Companies Act 2014
Restrictions on removal of statutory auditor
395. (1) The passing of a resolution to which this section applies shall not be effective with respect to the matter it provides for unless—
(a) in case the resolution provides for the auditor’s removal from office, there are good and substantial grounds for the removal related to the conduct of the auditor with regard to the performance of his or her duties as auditor of the company or otherwise, or
(b) in the case of any other resolution to which this section applies, the passing of the resolution is, in the company’s opinion, in the best interests of the company,
(i) for the foregoing purposes, diverging opinions on accounting treatments or audit procedures cannot constitute the basis for the passing of any such resolution, and
(ii) in paragraph (b) “best interests of the company” does not include any illegal or improper motive with regard to avoiding disclosures or detection of any failure by the company to comply with this Act.

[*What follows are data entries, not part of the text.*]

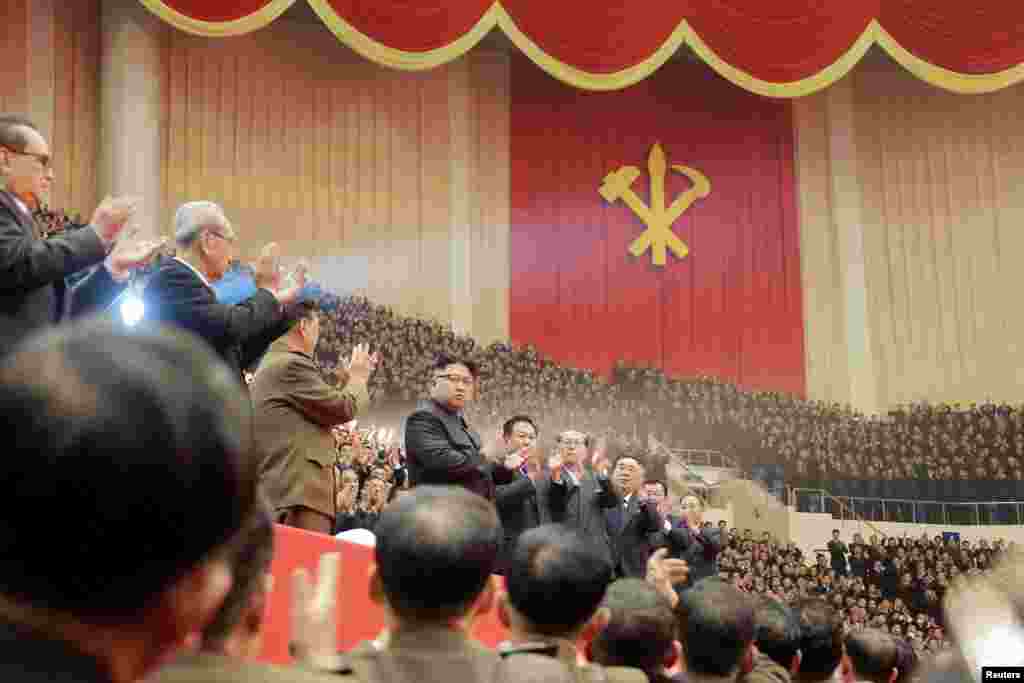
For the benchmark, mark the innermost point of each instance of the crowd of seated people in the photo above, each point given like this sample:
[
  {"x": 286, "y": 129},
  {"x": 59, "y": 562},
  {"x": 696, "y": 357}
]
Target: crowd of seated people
[{"x": 813, "y": 440}]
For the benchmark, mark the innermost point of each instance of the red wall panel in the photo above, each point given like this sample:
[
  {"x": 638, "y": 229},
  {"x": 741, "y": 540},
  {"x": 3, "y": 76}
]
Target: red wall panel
[{"x": 732, "y": 307}]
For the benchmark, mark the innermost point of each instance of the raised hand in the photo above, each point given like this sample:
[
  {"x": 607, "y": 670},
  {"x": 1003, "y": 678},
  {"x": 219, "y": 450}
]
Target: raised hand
[
  {"x": 298, "y": 283},
  {"x": 267, "y": 268},
  {"x": 555, "y": 464},
  {"x": 112, "y": 216},
  {"x": 361, "y": 364},
  {"x": 131, "y": 254}
]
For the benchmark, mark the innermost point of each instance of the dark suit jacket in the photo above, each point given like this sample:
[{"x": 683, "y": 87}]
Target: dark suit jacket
[
  {"x": 582, "y": 506},
  {"x": 522, "y": 506},
  {"x": 699, "y": 549},
  {"x": 239, "y": 333},
  {"x": 440, "y": 449},
  {"x": 30, "y": 657},
  {"x": 203, "y": 668},
  {"x": 632, "y": 546},
  {"x": 443, "y": 655},
  {"x": 294, "y": 410},
  {"x": 33, "y": 291}
]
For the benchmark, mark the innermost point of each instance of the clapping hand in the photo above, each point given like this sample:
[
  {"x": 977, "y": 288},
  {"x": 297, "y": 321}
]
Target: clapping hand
[
  {"x": 361, "y": 364},
  {"x": 112, "y": 216},
  {"x": 129, "y": 254}
]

(2) This section applies to—
(a) a resolution removing a statutory auditor from office,
(b) a resolution at an annual general meeting appointing somebody other than the retiring statutory auditor as statutory auditor,
(c) a resolution providing expressly that the retiring statutory auditor shall not be re-appointed.

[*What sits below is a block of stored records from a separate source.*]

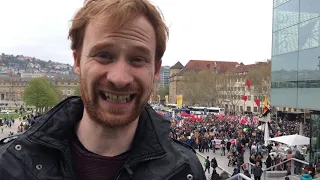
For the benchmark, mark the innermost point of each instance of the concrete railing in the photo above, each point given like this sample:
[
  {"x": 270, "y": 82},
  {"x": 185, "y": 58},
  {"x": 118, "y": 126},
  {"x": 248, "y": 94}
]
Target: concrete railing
[
  {"x": 265, "y": 170},
  {"x": 239, "y": 176}
]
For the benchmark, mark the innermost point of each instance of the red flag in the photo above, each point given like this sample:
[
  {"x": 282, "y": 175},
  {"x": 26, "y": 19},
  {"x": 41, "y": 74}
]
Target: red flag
[
  {"x": 257, "y": 101},
  {"x": 248, "y": 83},
  {"x": 245, "y": 98}
]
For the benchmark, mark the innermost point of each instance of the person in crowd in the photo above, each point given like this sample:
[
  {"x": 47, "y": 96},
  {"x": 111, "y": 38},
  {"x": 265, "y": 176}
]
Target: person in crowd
[
  {"x": 246, "y": 172},
  {"x": 257, "y": 171},
  {"x": 110, "y": 132},
  {"x": 215, "y": 175},
  {"x": 224, "y": 175},
  {"x": 207, "y": 165},
  {"x": 213, "y": 145},
  {"x": 288, "y": 164},
  {"x": 214, "y": 163},
  {"x": 268, "y": 162},
  {"x": 305, "y": 175}
]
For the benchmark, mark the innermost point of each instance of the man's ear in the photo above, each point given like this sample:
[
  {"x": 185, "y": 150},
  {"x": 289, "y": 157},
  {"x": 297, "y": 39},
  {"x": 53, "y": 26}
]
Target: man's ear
[
  {"x": 76, "y": 62},
  {"x": 157, "y": 70}
]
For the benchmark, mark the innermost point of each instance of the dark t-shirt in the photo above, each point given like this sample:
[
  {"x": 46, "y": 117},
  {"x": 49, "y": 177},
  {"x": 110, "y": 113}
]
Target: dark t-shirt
[{"x": 91, "y": 166}]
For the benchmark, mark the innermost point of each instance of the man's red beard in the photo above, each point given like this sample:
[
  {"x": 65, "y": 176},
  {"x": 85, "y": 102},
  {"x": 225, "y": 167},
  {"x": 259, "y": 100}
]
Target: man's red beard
[{"x": 111, "y": 118}]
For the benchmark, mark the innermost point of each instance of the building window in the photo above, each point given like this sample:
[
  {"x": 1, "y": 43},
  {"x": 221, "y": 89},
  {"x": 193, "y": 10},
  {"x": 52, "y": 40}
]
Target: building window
[{"x": 248, "y": 109}]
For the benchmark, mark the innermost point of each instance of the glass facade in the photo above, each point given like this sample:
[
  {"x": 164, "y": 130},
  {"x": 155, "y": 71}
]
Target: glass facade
[
  {"x": 295, "y": 74},
  {"x": 315, "y": 138}
]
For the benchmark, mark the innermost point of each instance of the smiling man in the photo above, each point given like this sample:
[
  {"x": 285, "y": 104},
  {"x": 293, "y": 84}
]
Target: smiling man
[{"x": 110, "y": 132}]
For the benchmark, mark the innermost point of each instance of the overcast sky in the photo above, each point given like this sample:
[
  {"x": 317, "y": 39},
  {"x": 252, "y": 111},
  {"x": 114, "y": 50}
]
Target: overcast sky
[{"x": 221, "y": 30}]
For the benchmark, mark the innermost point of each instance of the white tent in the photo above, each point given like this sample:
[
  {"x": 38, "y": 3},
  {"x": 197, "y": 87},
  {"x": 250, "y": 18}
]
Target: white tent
[{"x": 292, "y": 140}]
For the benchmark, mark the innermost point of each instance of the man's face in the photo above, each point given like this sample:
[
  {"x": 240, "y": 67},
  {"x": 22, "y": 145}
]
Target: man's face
[{"x": 117, "y": 71}]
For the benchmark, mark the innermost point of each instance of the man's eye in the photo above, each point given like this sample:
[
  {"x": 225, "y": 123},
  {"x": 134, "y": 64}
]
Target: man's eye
[
  {"x": 104, "y": 55},
  {"x": 137, "y": 60}
]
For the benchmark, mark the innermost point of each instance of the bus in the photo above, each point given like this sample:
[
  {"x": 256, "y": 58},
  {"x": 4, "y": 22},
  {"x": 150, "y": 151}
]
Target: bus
[
  {"x": 206, "y": 110},
  {"x": 215, "y": 110},
  {"x": 171, "y": 106},
  {"x": 197, "y": 110}
]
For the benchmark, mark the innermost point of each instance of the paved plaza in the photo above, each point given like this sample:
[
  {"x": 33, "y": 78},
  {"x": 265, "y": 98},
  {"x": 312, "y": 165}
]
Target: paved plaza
[
  {"x": 223, "y": 163},
  {"x": 7, "y": 130}
]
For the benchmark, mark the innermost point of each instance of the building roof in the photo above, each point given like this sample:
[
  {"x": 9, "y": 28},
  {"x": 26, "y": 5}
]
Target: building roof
[
  {"x": 178, "y": 65},
  {"x": 219, "y": 66},
  {"x": 246, "y": 68}
]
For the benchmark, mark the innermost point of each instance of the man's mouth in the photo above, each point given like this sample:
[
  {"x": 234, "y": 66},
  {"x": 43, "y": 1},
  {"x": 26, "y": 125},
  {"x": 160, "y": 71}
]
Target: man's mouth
[{"x": 114, "y": 98}]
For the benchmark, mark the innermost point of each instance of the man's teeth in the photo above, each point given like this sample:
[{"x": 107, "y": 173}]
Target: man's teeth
[{"x": 118, "y": 99}]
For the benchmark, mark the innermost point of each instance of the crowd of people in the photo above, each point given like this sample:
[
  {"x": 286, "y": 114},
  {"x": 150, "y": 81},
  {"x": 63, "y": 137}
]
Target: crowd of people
[{"x": 234, "y": 137}]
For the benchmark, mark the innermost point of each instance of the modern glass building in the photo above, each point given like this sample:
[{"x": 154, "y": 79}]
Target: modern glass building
[{"x": 295, "y": 74}]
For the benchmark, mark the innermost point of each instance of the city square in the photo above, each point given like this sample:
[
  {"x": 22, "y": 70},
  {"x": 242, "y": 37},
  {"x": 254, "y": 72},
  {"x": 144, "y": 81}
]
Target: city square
[{"x": 232, "y": 96}]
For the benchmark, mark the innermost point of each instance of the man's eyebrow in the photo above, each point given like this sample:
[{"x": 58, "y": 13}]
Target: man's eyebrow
[{"x": 109, "y": 44}]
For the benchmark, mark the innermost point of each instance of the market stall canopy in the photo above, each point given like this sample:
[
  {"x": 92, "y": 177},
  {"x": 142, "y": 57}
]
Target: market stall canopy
[{"x": 292, "y": 140}]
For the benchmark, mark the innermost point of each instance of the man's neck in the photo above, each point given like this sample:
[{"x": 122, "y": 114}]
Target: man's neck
[{"x": 105, "y": 141}]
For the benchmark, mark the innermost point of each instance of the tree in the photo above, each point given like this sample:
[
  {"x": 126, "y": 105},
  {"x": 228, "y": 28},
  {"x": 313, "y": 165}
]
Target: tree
[
  {"x": 259, "y": 78},
  {"x": 40, "y": 94},
  {"x": 163, "y": 91}
]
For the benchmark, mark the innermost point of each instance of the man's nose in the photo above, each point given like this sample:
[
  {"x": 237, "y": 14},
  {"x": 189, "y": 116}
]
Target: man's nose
[{"x": 119, "y": 74}]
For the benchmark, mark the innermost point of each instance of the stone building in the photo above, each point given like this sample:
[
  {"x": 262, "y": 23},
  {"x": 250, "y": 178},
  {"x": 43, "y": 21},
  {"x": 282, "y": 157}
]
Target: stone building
[
  {"x": 12, "y": 87},
  {"x": 174, "y": 81}
]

Modifications (not altering text):
Section applied with modifications (1.01.2020) by European Union (Qualifying Partnerships: Accounting and Auditing) Regulations 2019 (S.I. No. 597 of 2019), reg. 33, in effect as per reg. 1(2), (3).
Application of section 395 of Principal Act
33. Section 395 of the Principal Act shall apply to a qualifying partnership as if it read:
“395. (1) A statutory auditor of a qualifying partnership shall not be removed from office before the end of that auditor’s term of office unless there are good and substantial grounds for the removal related to the conduct of the auditor with regard to the performance of his or her duties as auditor of the qualifying partnership or otherwise.
(2) For the purpose of paragraph (1), diverging opinions on accounting treatments or audit procedures cannot constitute good and substantial grounds for the removal from office of a statutory auditor.”.